Article Text
Abstract
Background The LVIS EVO is the second generation version of the Low-Profile Visualized Intraluminal Support(LVIS) with improved visibility and resheathability and underwent a limited premarket release(PMR) in December 2023. This study aims to report the early safety and feasibility experience with the LVIS EVO stent for the treatment of intracranial aneurysms in the United States.
Methods This is a multicenter retrospective observational study evaluating patients who underwent treatment of an intracranial aneurysm with an LVIS EVO stent after the limited PMR. Any patient 18 years or older who underwent treatment of an intracranial aneurysm with a LVIS EVO stent in the United States was included from the initial PMR in December 2023 until April 2024. Patient age(or ≤90 years old), sex, preoperative mRS, aneurysm location, aneurysm measurements, and information about preoperative antiplatelet management were all collected. Data on periprocedural complications, 30-day mortality, discharge mRS and length of stay were also collected.

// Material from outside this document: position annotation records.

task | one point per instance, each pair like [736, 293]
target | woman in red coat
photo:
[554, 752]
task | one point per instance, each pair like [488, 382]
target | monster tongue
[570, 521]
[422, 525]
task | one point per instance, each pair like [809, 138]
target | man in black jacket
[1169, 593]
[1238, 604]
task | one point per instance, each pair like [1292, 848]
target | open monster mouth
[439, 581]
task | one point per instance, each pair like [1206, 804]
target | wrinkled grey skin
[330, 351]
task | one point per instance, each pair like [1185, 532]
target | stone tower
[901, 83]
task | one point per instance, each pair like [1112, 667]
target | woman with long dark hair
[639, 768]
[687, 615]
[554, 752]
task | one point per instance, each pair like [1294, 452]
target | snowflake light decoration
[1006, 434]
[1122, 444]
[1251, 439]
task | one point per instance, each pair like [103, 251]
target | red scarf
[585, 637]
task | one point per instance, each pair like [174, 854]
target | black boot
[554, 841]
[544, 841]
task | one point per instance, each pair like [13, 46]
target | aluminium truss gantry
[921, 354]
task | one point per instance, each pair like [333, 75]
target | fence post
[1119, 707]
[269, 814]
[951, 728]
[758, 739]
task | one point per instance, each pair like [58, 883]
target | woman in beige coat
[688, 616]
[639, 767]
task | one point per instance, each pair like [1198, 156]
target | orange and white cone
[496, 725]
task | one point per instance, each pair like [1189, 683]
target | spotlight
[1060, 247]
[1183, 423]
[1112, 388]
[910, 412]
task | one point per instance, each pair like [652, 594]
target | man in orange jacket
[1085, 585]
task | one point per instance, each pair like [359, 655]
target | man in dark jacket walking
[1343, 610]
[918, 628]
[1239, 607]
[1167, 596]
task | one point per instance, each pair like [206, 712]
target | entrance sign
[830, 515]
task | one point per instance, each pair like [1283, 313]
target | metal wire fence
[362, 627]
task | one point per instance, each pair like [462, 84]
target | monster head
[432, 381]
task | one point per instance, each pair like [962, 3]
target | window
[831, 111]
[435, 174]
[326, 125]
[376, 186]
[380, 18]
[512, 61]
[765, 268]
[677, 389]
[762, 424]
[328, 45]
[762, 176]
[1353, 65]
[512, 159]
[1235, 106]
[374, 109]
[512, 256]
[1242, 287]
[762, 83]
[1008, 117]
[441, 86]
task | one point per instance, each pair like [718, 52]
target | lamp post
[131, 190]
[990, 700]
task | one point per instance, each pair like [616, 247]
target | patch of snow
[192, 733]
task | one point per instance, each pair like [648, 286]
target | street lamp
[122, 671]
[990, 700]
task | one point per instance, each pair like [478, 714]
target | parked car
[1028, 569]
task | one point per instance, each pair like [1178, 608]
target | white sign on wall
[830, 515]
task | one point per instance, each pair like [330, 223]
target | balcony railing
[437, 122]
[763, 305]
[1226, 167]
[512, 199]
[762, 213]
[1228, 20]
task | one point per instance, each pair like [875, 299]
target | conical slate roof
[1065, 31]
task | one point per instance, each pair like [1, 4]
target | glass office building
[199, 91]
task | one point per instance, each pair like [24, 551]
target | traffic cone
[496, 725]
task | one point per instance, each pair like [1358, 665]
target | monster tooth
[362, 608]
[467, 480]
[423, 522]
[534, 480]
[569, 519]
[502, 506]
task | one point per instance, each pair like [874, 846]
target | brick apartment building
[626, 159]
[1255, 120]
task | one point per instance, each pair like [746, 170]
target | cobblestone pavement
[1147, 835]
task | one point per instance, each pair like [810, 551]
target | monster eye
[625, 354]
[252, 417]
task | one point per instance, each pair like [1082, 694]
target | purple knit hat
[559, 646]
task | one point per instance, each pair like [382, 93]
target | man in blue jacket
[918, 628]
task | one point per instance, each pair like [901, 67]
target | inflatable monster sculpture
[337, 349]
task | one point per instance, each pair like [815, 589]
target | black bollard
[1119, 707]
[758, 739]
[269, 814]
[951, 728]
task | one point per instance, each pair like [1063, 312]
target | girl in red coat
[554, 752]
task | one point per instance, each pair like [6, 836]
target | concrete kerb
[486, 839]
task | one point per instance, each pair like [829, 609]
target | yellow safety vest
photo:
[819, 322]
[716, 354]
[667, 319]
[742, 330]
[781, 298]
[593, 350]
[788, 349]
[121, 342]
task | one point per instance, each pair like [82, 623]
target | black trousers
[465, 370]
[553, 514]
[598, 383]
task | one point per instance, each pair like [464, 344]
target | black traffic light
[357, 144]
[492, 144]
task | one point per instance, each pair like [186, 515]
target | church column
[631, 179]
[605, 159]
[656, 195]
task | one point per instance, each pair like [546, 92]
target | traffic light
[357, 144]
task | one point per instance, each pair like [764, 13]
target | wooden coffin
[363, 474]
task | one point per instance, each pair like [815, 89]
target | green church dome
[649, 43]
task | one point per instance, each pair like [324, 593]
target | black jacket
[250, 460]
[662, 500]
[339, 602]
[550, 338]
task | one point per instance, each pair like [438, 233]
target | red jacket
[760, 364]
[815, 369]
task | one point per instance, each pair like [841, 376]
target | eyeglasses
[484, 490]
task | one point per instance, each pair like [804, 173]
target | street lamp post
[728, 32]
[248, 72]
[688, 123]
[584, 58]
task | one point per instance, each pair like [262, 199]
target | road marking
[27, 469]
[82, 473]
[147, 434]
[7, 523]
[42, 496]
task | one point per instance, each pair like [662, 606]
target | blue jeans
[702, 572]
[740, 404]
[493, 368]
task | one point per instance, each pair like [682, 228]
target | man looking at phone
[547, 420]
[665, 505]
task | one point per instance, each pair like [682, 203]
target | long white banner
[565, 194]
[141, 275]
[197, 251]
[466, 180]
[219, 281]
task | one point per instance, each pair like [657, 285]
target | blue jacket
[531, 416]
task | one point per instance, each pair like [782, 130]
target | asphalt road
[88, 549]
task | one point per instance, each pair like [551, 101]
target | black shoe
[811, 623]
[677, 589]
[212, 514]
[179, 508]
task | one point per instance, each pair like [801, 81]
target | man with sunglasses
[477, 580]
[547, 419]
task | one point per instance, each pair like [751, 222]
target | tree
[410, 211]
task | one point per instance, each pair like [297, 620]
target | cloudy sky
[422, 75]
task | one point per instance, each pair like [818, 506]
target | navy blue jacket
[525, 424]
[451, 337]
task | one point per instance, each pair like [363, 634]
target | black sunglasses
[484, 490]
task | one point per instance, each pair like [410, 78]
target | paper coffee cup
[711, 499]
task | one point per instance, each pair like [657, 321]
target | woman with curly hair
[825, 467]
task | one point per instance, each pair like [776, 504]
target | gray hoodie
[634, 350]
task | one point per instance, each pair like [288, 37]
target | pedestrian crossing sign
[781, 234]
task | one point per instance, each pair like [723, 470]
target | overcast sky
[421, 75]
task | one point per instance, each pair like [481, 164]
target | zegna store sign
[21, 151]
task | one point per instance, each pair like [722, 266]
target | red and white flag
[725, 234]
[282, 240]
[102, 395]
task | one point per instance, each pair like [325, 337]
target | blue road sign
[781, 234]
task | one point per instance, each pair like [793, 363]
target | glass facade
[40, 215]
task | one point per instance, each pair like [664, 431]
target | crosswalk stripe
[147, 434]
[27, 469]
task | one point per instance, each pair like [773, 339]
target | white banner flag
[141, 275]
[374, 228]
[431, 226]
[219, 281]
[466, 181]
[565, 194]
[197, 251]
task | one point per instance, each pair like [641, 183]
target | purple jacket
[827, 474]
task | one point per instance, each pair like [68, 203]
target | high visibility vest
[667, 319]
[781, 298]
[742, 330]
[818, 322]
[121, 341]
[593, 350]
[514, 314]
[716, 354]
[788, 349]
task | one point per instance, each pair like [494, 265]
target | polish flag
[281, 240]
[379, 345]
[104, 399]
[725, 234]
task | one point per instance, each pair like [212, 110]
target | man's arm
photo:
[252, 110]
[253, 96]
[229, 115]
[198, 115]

Results 53 patients with 55 aneurysms underwent treatment with the LVIS EVO stent at 15 institutions. All aneurysms were unruptured. The most common location was the anterior communicating artery(35%) followed by the middle cerebral artery bifurcation(31%). All patients were on dual antiplatelet therapy. The average aneurysm size was 5.2mm with a neck size of 3.7 mm. The smallest distal parent vessel size was 1.2 mm and 36% of stents were deployed in distal parent vessels < 2mm. 100% of cases had successful deployment and the stent was repositioned in 10% of cases. A single stent was utilized in 91% of cases. Coils were placed in 48 cases(87.2%) and a microcatheter was jailed in 98% of those cases. Immediate Raymond Roy(RR) Class I occlusion was obtained in 33%, Class II in 22%, Class IIIa in 37% and Class IIIb in 8%. There were no delayed thromboembolic or hemorrhagic complications.
Conclusion The LVIS EVO is a braided, self-expanding, retrievable stent with enhanced visibility and smaller cell size. The DFT technology results in improved visibility of the stent allowing for more controlled stent positioning and visualization of vessel wall apposition. All cases in our series had complete neck coverage and good wall apposition. There were no thromboembolic or hemorrhagic complications. The LVIS EVO is a good option when some degree of flow diversion is desired or when using a single stent to cover a bifurcation with ‘fluffing’ of the stent to provide better neck coverage.
Disclosures Y. Kayan: None. J. Delgado Almandoz: None. A. Copelan: 2; C; Microvention. 4; C; Piraeus Medical. I. Chaudry: None. C. Matouk: 2; C; Medtronic, Microvention, Stryker, Navigantis, Hybernia, Cerenovus, Silk Road. D. Altschul: None. M. Amir Essibayi: None. O. Goren: None. B. Yim: 2; C; Imperative Care, Q’apel. 3; C; Penumbra. S. Tsappidi: None. Y. Zhang: None. F. Hui: None. E. Samaniego: None. A. Gudino: None. A. Siddiqui: 2; C; Amnis Therapeutics, Apellis Pharmaceuticals, Inc., Asahi Intecc Co Ltd., Boston Scientific, Canon Medical Systems USA, Inc., Cardinal Health 200, LLC, Cerebrotech Medical Systems, Inc., CerebrovaKP,. V. Jaikumar: None. A. Puri: 2; C; Microvention, Route 92, Stryker, Medtronic, Agile, Merit. 4; C; InNeuroCo, NTI, Agile, Galaxy, Perfuze. A. Kuhn: None. J. Singh: None. A. Ringer: None. R. Hanel: None. O. De Toledo: None. G. Dabus: None. M. Gooch: 2; C; Stryker, Rapid Medical. S. Sizdahkhani: None. N. Field: None. A. Custozzo: None. A. Paul: 2; C; Microvention, Penumbra, IRRAS, GT Medical, NICO.